Release Date: October 20, 2017 (Norway)
Screened: September 10, 2017 (Toronto International Film Festival)
Runtime: 91 minutes
Rating: No Rating Yet
Studio: Film Farms; Them Girls Film; Anna Kron Film
Director: Jonas Matzow Gulbrandsen
Cast: Adam Ekeli; Kathrine Fagerland
While there is stuff to admire in Valley of Shadows, this Norwegian import really wasn’t my cup of tea. This is one of those movies that is long on atmosphere, but short on action or dialogue. A very European movie in style and nature, Valley of Shadows will only appeal to filmgoers who are into minimalist exercises in style.
Little loner Aslak (Adam Ekeli) lives in the Norwegian countryside with his mother, Astrid (Kathrine Fagerland) and brother, who hasn’t been seen for days. Aslak’s friend, an older boy whom his mother is skeptical about Aslak hanging around with, relays to Aslak a tall tale about a werewolf that supposedly trolls the nearby dark forest. Of course, little inquisitive boys will be little inquisitive boys and Aslak goes exploring. Does this sound like the makings of a Grimm Fairy Tale, or what??

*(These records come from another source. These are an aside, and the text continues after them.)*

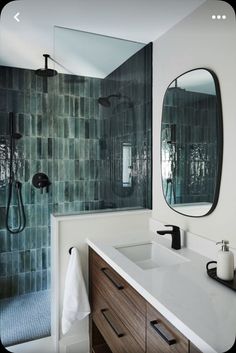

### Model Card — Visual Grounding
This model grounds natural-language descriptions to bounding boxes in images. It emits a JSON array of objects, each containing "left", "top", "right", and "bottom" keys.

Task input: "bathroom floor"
[{"left": 0, "top": 290, "right": 51, "bottom": 347}]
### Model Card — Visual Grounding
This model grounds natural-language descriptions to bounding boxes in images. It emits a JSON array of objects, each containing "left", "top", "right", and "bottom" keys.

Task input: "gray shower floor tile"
[{"left": 0, "top": 290, "right": 51, "bottom": 347}]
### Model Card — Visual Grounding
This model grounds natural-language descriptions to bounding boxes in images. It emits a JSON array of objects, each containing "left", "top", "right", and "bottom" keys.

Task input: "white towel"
[{"left": 62, "top": 247, "right": 90, "bottom": 334}]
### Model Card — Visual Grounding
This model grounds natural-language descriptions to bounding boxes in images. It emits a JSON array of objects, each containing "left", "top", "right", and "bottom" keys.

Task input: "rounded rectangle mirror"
[{"left": 161, "top": 68, "right": 223, "bottom": 217}]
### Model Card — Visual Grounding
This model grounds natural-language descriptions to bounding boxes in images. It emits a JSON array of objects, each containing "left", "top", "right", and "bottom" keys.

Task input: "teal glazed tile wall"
[
  {"left": 0, "top": 67, "right": 53, "bottom": 298},
  {"left": 0, "top": 43, "right": 151, "bottom": 298},
  {"left": 101, "top": 43, "right": 152, "bottom": 208}
]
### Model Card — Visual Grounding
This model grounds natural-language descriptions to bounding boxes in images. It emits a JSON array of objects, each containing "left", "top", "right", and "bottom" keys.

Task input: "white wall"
[{"left": 153, "top": 0, "right": 236, "bottom": 248}]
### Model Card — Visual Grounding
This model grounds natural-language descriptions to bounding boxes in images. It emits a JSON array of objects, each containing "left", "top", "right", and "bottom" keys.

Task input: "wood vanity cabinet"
[{"left": 89, "top": 248, "right": 201, "bottom": 353}]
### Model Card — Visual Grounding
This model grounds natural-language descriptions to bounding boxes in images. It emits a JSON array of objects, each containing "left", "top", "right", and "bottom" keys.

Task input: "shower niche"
[{"left": 161, "top": 68, "right": 223, "bottom": 217}]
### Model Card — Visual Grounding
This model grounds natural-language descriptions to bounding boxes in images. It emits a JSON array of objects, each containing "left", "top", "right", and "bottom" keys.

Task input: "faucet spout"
[{"left": 157, "top": 224, "right": 181, "bottom": 250}]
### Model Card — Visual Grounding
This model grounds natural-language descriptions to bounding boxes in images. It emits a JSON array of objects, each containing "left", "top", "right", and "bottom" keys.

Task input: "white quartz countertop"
[{"left": 87, "top": 232, "right": 236, "bottom": 353}]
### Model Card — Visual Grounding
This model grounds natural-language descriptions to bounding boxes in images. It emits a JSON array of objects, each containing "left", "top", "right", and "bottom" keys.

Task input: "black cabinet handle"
[
  {"left": 101, "top": 309, "right": 124, "bottom": 337},
  {"left": 101, "top": 267, "right": 124, "bottom": 290},
  {"left": 150, "top": 320, "right": 176, "bottom": 346}
]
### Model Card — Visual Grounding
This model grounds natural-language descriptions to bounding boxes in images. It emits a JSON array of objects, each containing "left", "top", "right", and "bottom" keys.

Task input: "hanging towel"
[{"left": 62, "top": 247, "right": 90, "bottom": 334}]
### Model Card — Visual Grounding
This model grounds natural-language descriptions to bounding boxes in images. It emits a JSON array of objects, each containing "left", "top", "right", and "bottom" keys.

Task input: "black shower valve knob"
[{"left": 32, "top": 173, "right": 51, "bottom": 194}]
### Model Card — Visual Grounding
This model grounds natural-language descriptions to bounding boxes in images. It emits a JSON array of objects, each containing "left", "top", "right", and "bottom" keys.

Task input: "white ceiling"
[{"left": 0, "top": 0, "right": 206, "bottom": 76}]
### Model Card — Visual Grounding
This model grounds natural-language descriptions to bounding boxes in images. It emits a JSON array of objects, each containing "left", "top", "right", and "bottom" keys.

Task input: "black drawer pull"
[
  {"left": 101, "top": 267, "right": 124, "bottom": 290},
  {"left": 150, "top": 320, "right": 176, "bottom": 346},
  {"left": 101, "top": 309, "right": 124, "bottom": 337}
]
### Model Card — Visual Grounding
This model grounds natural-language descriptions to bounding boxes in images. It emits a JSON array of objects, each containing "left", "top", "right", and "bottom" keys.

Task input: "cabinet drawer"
[
  {"left": 92, "top": 252, "right": 146, "bottom": 350},
  {"left": 147, "top": 303, "right": 189, "bottom": 353},
  {"left": 92, "top": 287, "right": 144, "bottom": 353}
]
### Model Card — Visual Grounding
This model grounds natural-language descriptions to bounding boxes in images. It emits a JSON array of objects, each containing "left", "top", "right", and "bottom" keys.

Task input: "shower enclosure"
[{"left": 0, "top": 27, "right": 152, "bottom": 346}]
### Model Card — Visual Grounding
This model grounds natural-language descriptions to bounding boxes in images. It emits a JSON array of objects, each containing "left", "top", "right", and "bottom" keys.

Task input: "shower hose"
[{"left": 6, "top": 114, "right": 26, "bottom": 234}]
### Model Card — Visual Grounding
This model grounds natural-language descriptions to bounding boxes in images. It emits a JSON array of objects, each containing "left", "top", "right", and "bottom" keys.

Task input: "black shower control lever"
[
  {"left": 32, "top": 173, "right": 51, "bottom": 194},
  {"left": 157, "top": 224, "right": 181, "bottom": 250}
]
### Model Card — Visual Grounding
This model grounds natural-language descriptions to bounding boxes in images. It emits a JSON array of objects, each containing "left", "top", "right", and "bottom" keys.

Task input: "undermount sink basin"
[{"left": 116, "top": 242, "right": 189, "bottom": 270}]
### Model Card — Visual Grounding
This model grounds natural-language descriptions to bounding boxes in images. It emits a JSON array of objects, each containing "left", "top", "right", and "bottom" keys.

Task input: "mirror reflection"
[{"left": 161, "top": 69, "right": 223, "bottom": 217}]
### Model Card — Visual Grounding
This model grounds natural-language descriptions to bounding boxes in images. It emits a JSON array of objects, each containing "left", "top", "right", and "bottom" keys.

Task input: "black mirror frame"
[{"left": 160, "top": 67, "right": 224, "bottom": 218}]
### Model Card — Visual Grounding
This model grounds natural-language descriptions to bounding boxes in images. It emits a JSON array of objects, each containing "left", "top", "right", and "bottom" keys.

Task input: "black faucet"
[{"left": 157, "top": 224, "right": 181, "bottom": 250}]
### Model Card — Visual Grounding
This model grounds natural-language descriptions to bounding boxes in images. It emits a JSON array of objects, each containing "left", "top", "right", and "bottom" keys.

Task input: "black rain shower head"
[{"left": 35, "top": 54, "right": 57, "bottom": 77}]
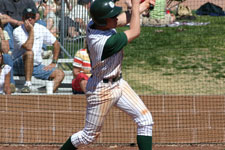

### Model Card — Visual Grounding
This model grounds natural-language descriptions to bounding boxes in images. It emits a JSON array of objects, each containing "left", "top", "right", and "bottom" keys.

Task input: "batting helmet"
[{"left": 90, "top": 0, "right": 122, "bottom": 26}]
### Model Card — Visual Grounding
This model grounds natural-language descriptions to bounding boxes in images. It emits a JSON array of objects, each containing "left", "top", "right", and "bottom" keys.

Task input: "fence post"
[{"left": 60, "top": 0, "right": 65, "bottom": 57}]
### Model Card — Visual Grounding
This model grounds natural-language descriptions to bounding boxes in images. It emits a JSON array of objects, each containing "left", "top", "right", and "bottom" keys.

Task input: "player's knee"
[
  {"left": 85, "top": 132, "right": 100, "bottom": 144},
  {"left": 55, "top": 69, "right": 65, "bottom": 81},
  {"left": 137, "top": 111, "right": 154, "bottom": 136},
  {"left": 135, "top": 111, "right": 153, "bottom": 126},
  {"left": 74, "top": 130, "right": 100, "bottom": 147}
]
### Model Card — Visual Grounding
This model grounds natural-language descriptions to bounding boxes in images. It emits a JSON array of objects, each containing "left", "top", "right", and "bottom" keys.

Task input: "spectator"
[
  {"left": 72, "top": 48, "right": 91, "bottom": 94},
  {"left": 0, "top": 18, "right": 16, "bottom": 93},
  {"left": 68, "top": 0, "right": 91, "bottom": 34},
  {"left": 12, "top": 8, "right": 64, "bottom": 93},
  {"left": 142, "top": 0, "right": 176, "bottom": 26},
  {"left": 0, "top": 0, "right": 45, "bottom": 52},
  {"left": 0, "top": 50, "right": 11, "bottom": 94}
]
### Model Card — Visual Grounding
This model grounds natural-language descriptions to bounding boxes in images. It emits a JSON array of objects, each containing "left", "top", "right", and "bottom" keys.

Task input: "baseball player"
[{"left": 61, "top": 0, "right": 155, "bottom": 150}]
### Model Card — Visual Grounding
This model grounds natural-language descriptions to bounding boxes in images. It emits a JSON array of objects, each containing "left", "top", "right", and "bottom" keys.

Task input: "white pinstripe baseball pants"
[{"left": 71, "top": 79, "right": 153, "bottom": 147}]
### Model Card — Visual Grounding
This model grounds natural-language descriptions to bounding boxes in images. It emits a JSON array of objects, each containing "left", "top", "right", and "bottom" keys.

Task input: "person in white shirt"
[{"left": 12, "top": 8, "right": 65, "bottom": 93}]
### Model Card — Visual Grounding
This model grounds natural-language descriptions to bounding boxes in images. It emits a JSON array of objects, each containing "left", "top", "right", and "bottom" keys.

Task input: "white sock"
[{"left": 24, "top": 81, "right": 32, "bottom": 86}]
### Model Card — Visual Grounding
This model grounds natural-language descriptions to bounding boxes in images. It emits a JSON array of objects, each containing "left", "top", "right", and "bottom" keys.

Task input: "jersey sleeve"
[{"left": 101, "top": 32, "right": 128, "bottom": 60}]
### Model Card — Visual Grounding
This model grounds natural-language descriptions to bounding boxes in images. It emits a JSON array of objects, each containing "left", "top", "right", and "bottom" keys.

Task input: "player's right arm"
[{"left": 124, "top": 0, "right": 140, "bottom": 42}]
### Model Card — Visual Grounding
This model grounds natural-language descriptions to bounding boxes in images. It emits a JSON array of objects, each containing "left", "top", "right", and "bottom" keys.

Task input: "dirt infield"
[{"left": 0, "top": 144, "right": 225, "bottom": 150}]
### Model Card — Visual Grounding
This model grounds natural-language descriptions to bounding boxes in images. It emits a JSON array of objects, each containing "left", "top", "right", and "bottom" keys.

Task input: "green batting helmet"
[{"left": 90, "top": 0, "right": 122, "bottom": 26}]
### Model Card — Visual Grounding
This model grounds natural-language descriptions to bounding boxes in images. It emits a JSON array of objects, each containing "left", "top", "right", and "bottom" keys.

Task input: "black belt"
[{"left": 103, "top": 74, "right": 122, "bottom": 83}]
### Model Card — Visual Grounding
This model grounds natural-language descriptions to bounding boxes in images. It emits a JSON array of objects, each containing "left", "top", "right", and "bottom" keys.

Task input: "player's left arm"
[{"left": 101, "top": 32, "right": 128, "bottom": 60}]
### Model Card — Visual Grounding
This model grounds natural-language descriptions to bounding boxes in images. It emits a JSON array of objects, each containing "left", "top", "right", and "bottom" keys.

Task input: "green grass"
[{"left": 118, "top": 16, "right": 225, "bottom": 95}]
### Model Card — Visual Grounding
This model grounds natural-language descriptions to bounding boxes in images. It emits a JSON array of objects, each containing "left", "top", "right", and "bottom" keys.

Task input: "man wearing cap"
[{"left": 12, "top": 8, "right": 64, "bottom": 93}]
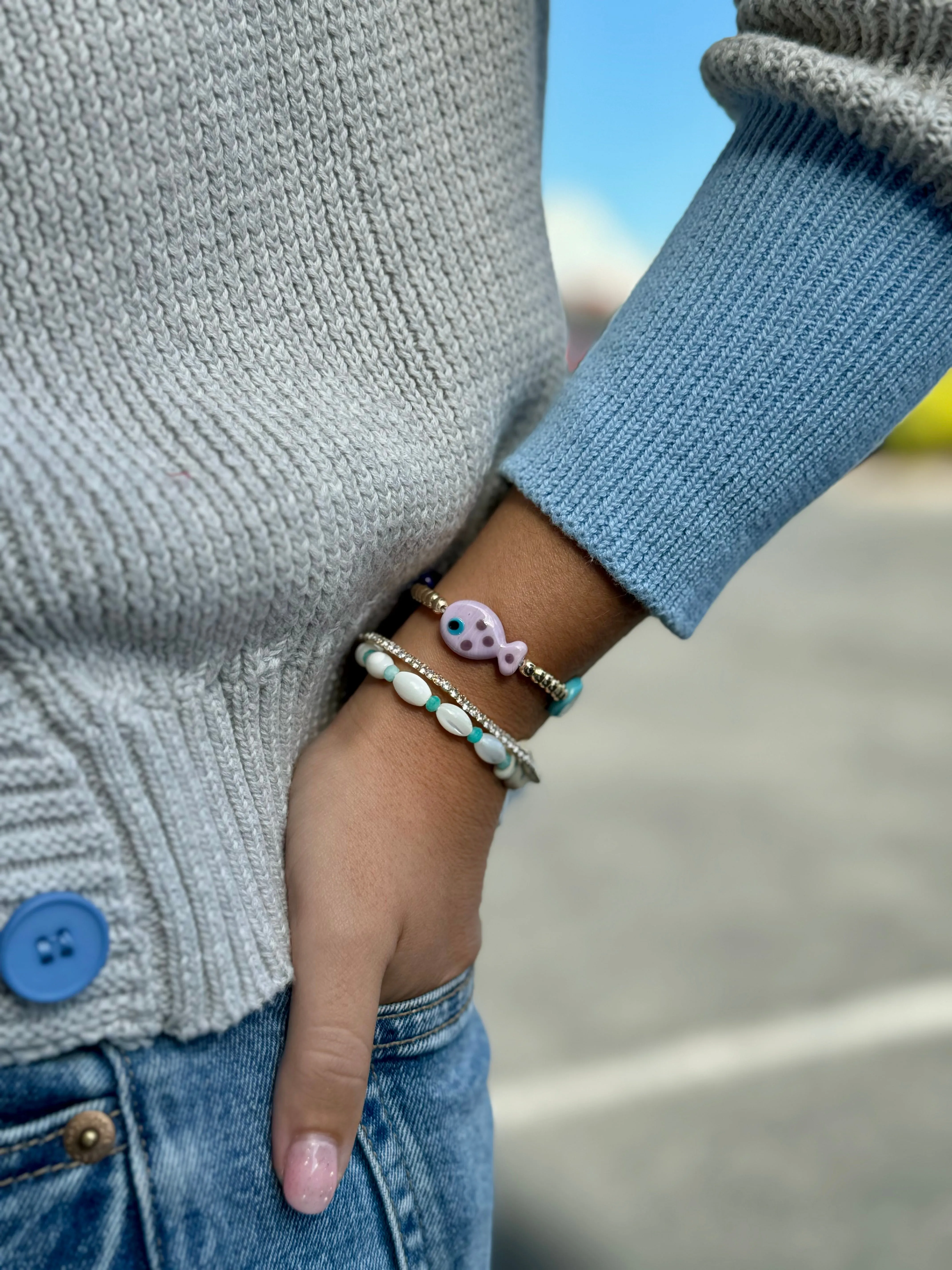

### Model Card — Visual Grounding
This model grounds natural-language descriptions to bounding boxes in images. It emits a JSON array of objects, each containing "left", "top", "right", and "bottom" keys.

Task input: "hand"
[
  {"left": 272, "top": 490, "right": 645, "bottom": 1213},
  {"left": 272, "top": 679, "right": 505, "bottom": 1213}
]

And it should sound like the makings of a Grimm Fairy Tale. Valley of Shadows more than lives up to its title, with heavy fog and mist enveloping almost every shot. Director Jonas Matzow Gulbrandsen favors lots of long, quiet takes with little or no speaking, lending his film a certain ethereal quality that suits the fairy tale aesthetic I feel like he was after. I read this film as a kind of allegory about a little boy on the cusp of manhood and, specifically, how this particular boy navigates this natural transition. Inherent in such a change in one’s life comes a certain amount of fear and apprehension and Aslak’s journey is all about traversing this emotional chasm. Little Adam Ekeli does a nice job of portraying a child on the verge of losing his innocence and the exploratory nature that accompanies this passage of life. Ekeli’s wide, crystal clear blue eyes betray the wonder and excitement, as well as the anxiety, of a boy as he becomes a man. I mean, aren’t all fairy tales really just stories that address life’s changes, difficulties, and questions in a manner a child can comprehend? In this respect, the film works.
It’s just that it’s slowwwwwwwww. With very little movement or dialogue, it may be tough for audiences accustomed to more action (not necessarily action movies, per se, but action on the screen) to remain engaged. This was the case with me. The film is certainly beautifully shot (courtesy of cinematographer Marius Matzow Gulbrandsen) and well acted, but there’s just not much going on. Valley of Shadows will appeal to a very specific type of moviegoer. I am not that type of moviegoer.